Ms Sheilah Sidambe, the national secretary general of Women in Tourism said they have taken on board the need to be actively involved in marketing the country’s destination to locals.
“Women in the business of tourism said they have realised that the industry has to tap in fortunes from local holiday makers. But let us be mindful that charges at most destinations are way too high for the locals. That has be corrected.”
She said Women in Tourism were working with all stakeholders to make sure the country meets its target of making tourism brings in the local people.
“It is within our vision and objectives to promote travel and touring among us as residents of this country. As Women in Tourism, we are at a vantage point to promote domestic travel because the industry is comprised largely by women operating at the lower levels of the value chain, in management and ownership. It is incumbent on our sector to lead the process of encouraging our people to support tourism.
“We talk about how best to lure the locals into our industry. Not only do we talk about travel, even opening opportunities for doing business. We need as many local tourists and businesspeople as well,” she said.
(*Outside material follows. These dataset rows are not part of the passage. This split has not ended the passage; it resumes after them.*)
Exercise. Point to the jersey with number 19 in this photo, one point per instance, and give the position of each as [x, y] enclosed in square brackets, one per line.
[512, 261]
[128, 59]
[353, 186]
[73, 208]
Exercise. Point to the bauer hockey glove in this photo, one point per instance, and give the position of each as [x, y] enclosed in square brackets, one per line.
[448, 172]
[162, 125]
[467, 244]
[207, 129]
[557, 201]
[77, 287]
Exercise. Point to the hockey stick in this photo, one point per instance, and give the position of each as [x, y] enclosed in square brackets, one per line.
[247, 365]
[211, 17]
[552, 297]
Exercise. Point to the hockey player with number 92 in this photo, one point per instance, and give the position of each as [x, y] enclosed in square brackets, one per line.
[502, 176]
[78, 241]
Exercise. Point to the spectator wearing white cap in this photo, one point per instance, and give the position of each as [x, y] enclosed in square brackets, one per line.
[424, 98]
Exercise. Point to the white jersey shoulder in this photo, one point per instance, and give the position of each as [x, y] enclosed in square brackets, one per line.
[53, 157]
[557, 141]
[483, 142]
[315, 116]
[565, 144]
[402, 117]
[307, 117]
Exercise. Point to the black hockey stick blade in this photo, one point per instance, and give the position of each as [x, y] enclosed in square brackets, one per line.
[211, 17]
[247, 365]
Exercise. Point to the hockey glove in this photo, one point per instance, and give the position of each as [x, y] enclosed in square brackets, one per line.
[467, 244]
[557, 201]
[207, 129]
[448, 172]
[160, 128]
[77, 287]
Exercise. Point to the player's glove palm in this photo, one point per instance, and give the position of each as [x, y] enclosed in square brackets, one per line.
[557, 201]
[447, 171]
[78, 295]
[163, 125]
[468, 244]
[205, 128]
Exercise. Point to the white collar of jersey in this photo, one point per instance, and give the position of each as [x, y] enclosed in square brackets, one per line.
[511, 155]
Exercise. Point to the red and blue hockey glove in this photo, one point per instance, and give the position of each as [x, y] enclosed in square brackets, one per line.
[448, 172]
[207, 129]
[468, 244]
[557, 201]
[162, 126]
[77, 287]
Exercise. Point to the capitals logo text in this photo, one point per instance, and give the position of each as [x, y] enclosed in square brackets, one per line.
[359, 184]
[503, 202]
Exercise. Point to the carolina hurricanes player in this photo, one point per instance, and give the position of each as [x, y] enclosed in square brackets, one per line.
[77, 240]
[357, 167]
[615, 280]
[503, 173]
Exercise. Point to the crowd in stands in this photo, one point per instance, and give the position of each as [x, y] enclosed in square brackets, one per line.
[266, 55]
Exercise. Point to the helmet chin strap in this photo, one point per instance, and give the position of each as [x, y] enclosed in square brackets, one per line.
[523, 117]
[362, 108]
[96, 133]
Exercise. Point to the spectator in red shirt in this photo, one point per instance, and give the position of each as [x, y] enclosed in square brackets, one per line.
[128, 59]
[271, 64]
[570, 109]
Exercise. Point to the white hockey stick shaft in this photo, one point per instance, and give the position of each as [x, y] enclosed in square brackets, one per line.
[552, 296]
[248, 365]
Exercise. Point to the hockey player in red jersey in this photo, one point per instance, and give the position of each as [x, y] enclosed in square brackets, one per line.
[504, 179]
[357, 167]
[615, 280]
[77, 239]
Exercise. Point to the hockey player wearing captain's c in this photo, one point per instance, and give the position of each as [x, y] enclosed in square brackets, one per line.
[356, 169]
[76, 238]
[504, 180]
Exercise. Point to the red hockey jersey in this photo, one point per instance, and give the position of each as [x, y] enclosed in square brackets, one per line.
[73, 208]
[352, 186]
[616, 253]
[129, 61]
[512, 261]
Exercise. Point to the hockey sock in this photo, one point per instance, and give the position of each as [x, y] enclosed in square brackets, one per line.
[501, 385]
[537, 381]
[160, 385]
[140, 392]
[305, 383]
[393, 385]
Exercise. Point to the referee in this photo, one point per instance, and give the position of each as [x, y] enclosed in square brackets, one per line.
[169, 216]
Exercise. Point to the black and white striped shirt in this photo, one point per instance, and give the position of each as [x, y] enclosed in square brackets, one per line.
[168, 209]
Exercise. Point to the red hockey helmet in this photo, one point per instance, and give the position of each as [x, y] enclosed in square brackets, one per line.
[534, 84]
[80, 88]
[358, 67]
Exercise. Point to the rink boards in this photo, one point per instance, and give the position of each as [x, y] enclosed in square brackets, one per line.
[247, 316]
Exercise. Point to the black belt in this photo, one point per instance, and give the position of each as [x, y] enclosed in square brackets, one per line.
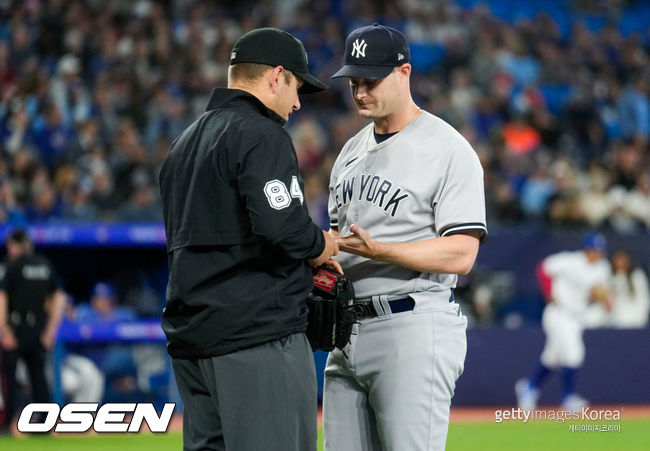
[366, 309]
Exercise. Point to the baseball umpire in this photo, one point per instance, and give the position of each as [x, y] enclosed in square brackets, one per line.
[407, 201]
[31, 307]
[240, 244]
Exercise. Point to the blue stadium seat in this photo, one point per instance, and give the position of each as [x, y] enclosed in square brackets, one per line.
[556, 96]
[425, 56]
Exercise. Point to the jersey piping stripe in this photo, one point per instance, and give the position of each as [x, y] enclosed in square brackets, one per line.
[463, 227]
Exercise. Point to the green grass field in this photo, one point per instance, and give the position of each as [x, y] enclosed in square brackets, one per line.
[475, 436]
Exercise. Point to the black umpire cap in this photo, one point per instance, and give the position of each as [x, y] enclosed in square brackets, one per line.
[276, 48]
[372, 52]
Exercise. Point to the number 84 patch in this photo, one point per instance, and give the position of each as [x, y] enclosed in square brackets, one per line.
[279, 197]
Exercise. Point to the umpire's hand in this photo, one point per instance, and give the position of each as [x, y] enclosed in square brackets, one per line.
[331, 249]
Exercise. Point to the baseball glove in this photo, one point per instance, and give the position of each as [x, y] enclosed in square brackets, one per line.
[330, 313]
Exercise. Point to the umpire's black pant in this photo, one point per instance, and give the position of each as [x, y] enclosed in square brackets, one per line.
[34, 355]
[261, 398]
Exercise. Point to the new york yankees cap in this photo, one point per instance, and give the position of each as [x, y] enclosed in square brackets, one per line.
[276, 47]
[373, 51]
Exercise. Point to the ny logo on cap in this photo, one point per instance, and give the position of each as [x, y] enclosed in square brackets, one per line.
[359, 48]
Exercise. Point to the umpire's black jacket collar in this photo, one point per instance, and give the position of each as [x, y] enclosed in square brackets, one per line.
[224, 97]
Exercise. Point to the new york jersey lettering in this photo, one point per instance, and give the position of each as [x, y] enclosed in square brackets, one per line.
[372, 189]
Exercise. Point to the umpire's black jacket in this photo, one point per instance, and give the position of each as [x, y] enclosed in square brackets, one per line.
[238, 231]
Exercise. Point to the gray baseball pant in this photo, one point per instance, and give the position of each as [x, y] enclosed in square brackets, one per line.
[260, 398]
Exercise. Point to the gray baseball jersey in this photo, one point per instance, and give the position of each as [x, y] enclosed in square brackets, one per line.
[424, 182]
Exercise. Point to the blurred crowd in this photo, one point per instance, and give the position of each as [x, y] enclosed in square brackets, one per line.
[555, 103]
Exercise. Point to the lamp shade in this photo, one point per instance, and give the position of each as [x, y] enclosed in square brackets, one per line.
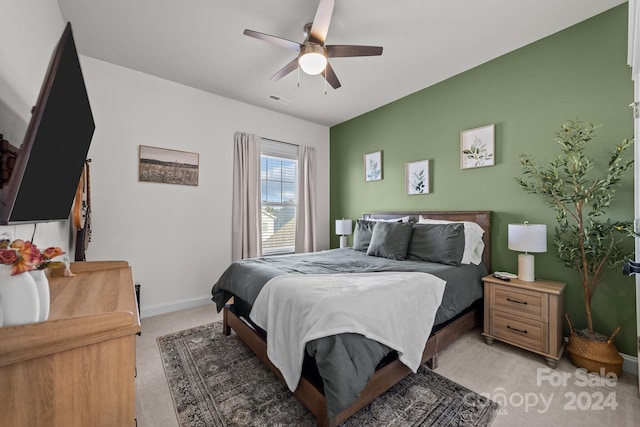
[528, 237]
[312, 59]
[343, 227]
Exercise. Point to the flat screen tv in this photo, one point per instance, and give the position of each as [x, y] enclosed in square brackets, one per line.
[49, 162]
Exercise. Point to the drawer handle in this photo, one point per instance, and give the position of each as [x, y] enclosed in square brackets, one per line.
[517, 330]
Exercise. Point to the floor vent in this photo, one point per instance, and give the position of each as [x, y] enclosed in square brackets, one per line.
[279, 99]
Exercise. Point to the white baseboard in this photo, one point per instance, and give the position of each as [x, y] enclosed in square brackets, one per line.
[154, 310]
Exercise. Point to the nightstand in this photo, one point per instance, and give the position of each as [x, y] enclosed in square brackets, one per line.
[525, 314]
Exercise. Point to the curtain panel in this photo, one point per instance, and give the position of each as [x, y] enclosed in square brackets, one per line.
[246, 224]
[306, 194]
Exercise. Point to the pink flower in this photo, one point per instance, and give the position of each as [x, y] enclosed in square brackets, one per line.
[25, 256]
[8, 256]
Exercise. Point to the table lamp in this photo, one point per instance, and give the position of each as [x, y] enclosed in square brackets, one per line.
[527, 238]
[343, 228]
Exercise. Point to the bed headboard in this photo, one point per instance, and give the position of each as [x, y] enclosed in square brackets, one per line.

Ms Sidambe said while they were eager to put the local tourist upfront, their biggest hurdle is funding. She added that while Women in Tourism acknowledge Government support, there is a firm belief that more has to be done.
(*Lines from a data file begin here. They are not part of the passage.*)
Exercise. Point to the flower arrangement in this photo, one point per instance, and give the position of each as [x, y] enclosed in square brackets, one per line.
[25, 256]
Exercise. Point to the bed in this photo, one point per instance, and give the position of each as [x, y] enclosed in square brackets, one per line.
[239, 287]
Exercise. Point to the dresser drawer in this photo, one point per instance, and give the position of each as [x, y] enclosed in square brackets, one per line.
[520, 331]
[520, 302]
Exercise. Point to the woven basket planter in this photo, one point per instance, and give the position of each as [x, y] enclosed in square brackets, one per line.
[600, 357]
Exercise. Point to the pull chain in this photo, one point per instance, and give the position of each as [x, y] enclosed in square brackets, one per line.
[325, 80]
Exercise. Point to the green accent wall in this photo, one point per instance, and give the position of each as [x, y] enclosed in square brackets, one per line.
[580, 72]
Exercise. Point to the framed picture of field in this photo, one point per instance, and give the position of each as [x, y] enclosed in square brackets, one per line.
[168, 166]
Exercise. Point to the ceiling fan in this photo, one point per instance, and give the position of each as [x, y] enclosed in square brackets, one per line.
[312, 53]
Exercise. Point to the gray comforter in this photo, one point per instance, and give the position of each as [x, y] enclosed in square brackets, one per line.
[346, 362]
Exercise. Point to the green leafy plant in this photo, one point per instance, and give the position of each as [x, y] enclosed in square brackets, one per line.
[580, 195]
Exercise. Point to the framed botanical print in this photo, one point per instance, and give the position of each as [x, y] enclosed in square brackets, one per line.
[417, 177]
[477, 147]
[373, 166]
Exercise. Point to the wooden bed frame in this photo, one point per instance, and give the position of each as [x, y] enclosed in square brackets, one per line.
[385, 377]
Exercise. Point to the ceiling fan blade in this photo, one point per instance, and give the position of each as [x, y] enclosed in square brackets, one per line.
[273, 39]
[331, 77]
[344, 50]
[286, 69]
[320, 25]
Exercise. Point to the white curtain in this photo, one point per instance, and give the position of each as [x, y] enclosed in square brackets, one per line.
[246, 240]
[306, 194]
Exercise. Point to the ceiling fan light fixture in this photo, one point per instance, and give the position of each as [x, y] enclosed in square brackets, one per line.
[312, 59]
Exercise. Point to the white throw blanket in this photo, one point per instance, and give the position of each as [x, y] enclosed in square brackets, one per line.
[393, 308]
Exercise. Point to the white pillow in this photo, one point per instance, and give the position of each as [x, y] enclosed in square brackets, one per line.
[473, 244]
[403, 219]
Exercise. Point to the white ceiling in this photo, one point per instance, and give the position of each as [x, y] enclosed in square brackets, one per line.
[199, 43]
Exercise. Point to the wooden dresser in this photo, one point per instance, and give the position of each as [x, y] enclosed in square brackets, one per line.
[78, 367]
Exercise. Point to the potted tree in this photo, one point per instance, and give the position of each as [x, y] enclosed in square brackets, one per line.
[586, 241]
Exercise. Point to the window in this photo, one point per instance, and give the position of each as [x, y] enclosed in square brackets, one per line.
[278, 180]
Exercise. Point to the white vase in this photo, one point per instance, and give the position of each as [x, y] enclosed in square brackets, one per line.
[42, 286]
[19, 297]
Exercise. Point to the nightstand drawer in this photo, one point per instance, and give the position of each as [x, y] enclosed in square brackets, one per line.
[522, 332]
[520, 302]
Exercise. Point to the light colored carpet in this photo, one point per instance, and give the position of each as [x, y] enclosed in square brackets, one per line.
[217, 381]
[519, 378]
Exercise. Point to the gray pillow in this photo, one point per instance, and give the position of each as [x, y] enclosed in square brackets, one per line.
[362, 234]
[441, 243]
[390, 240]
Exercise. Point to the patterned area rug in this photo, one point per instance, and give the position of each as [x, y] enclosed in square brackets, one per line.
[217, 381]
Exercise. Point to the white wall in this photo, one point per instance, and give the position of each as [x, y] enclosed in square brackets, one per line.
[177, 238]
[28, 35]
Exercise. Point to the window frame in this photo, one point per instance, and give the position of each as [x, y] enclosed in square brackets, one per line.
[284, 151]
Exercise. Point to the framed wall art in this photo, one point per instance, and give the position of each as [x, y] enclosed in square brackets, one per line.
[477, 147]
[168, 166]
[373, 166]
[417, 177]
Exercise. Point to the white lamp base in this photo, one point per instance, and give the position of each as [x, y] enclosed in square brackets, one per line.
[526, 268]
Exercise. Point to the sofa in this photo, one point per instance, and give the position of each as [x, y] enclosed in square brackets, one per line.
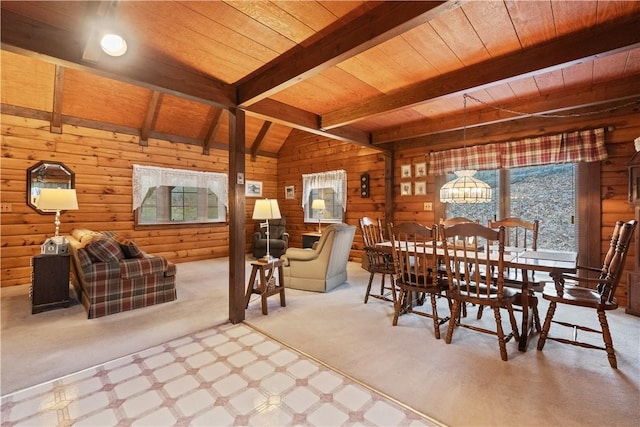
[112, 275]
[278, 239]
[322, 267]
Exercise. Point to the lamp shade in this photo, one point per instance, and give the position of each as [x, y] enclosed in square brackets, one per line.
[266, 209]
[465, 189]
[318, 204]
[57, 199]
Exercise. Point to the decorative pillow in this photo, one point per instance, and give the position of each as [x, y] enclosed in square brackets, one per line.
[131, 250]
[105, 250]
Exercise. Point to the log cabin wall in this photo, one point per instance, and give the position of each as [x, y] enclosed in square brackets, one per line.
[304, 153]
[103, 163]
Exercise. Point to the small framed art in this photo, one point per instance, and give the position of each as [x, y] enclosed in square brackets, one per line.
[405, 189]
[253, 188]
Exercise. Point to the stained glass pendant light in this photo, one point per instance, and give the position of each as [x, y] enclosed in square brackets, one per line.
[465, 188]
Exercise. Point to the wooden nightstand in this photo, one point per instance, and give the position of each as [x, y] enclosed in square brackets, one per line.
[50, 282]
“We applaud the support from Government. Without the Ministry of Environment, Climate, Tourism and Hospitality, where would we be?
“The gap is in funding. We need more funding for women doing business in tourism. If we are to really put all efforts to domestic tourism, then women in the sector have to be empowerment. There are some business ladies in the informal sector who cannot just walk into a bank and get a loan. Therefore we would want special funds for women.”
The acting ZTA chief executive, Mr Givemore Chidzidzi, was of the view that efforts to promote domestic tourism were futile without involving women.
“It is my sincere hope that every woman in tourism must be knowledgeable and equipped to take a bold step in starting or growing their tourism business and attract the locals.
“The Zimbabwe Tourism Authority on its part is prepared to do everything in its powers to ensure that women get their fair share in tourism. At ZTA we believe that women have a critical role to play in the whole development and improvement of the tourism and hospitality industry,” he said.
The push for domestic tourism promotion has also awakened the industry’s support base farmers, craft and curio vendors.
Mrs Innocencia Ncube who is a crafts weaver working in the tourism sector said most of her customers are foreigners but would want to sell her wares to local tourists.
“It seems it won’t be easy for us in the coming months as the coronavirus has stopped global travel. We made money from international tourists. Now I feel we have to market more to our people, even if the money is little, at least we would have maintained our visibility,” said the Victoria Falls-based entrepreneur.
Government has already put a foot forward in advising players in the hospitality and tourism sector to divert attention to local tourists.
It was in the Government’s plans that tourism ought to contribute 15 percent to the Gross Domestic Product and generate close to $2,5 billion in foreign currency receipts by 2025. But, with the Covid-19 pandemic, the projections would have to be revised.